Char Klein
For Santa Feans of a certain ilk, musician and songwriter Eliza Lutz has been a stalwart champion of local music, DIY ethics and multi-disciplinary artistry. As the singer and principal songwriter for post-rock quartet Future Scars, Lutz has proven a valuable and vulnerable mainstay in local music—which kind of made their move to Albuquerque a couple years back a real heartbreaker. Still, Future Scars has remained active and, despite their own local exodus, Lutz has remained a friend to Santa Fe this whole time (much of their band still lives here, too.) This week, Future Scars takes the stage hot on the heels of their newest release, Half Life, one that came out on cassette and one that finds the band unifying like never before for a fresher and more varied sound featuring more collaborative songwriting. It’s a banger, alright. We caught up with Lutz ahead of Future Scars’ upcoming show with Albuquerque’s brilliant Prism Bitch and Los Mocos (6 pm Friday, Sept. 14. $10. The Bridge@Santa Fe Brewing Co., 37 Fire Place, (505) 557-6182). This interview has been edited for length at clarity.
OK, you’ve got some new songs. What was that writing process like?
I think maybe the most notable thing about this record rather than our last one…it’s been exactly four years since that previous record. I had a lot of song outlines, then we came together as a band. We had a changeover with Dylan McDowell [taking over on drums for Marcus DiFilippo] with us, and it was our first chance for writing collectively as a group—which was really nice. We had stuff going on into the beginning of 2020, and the pandemic obviously switched all our priorities around, so we took a lot more time and weren’t rushed. Sometimes these things can feel like we just gotta get it down, but this time...our collective views on a lot of things came together, and we were thinking both personally and collectively about...health and healing and things that linger.
Was that weird getting used to as someone who has kind of written the bulk of the material?
I wanted it so badly, and it was so good. I mean, I have a lot of ideas and I can steer the ship when it’s required, but it’s not my preference. And I’m writing with these great people, so it was fun. I’m still doing vocals and the lyric writing, but it was so collaborative. Someone would be like, ‘Here’s a theme I’m writing what do you think?’ [These songs delve into] literal anxieties, or the things people do with good intentions that cause harm; fading memory; dealing with fatigue; loss; collective grief.

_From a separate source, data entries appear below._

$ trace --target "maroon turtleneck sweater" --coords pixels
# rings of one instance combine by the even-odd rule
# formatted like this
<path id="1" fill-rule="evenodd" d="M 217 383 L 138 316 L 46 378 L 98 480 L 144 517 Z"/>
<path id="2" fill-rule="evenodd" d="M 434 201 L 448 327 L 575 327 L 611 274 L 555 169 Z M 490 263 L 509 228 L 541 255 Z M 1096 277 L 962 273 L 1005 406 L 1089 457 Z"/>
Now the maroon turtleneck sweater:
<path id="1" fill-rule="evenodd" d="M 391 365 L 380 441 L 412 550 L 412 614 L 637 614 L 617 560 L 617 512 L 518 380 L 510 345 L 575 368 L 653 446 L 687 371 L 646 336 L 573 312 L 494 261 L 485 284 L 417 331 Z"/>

One song started with a tune [keyboardist] Dylan Blanchard was working on, or one song came from a motif [bassist] Paul [Wagner] was working on. I think all of us in the band went through a lot of pretty profound personal changes, some spurred by the pandemic and some maybe catalyzed for having to face hard decisions. I know for me, I think the health problems I was working on...I was masking them for a long time and trying to keep up with the pace of the things. Suddenly, I had all this space to be sick and it was kind of a relief; it kind of, in a weird way, made me feel less sick. Going into making this last record came with big feels and this kind of push of energy to move on, and I think there’s a lot to be said for that. It was cathartic to find a different kind of quiet in how we collaborated and wrote this record, and it really did change the sound—we still get heavy, but we get intimate, too. I need to sing a little more chill sometimes.
There’s the digital version of the record, but is there a physical release?
We released it on tape. We opted not for vinyl because there were delays [with pressing vinyl], but we might do that later. We were just kind of ready. And because I’ve gotten into printmaking...the process of making this record seemed to extrapolate what I think printmaking represents: the slow, methodical carving away at something until you’re left with what remains. I feel like that’s how our songwriting ended up being, and what the songs are about.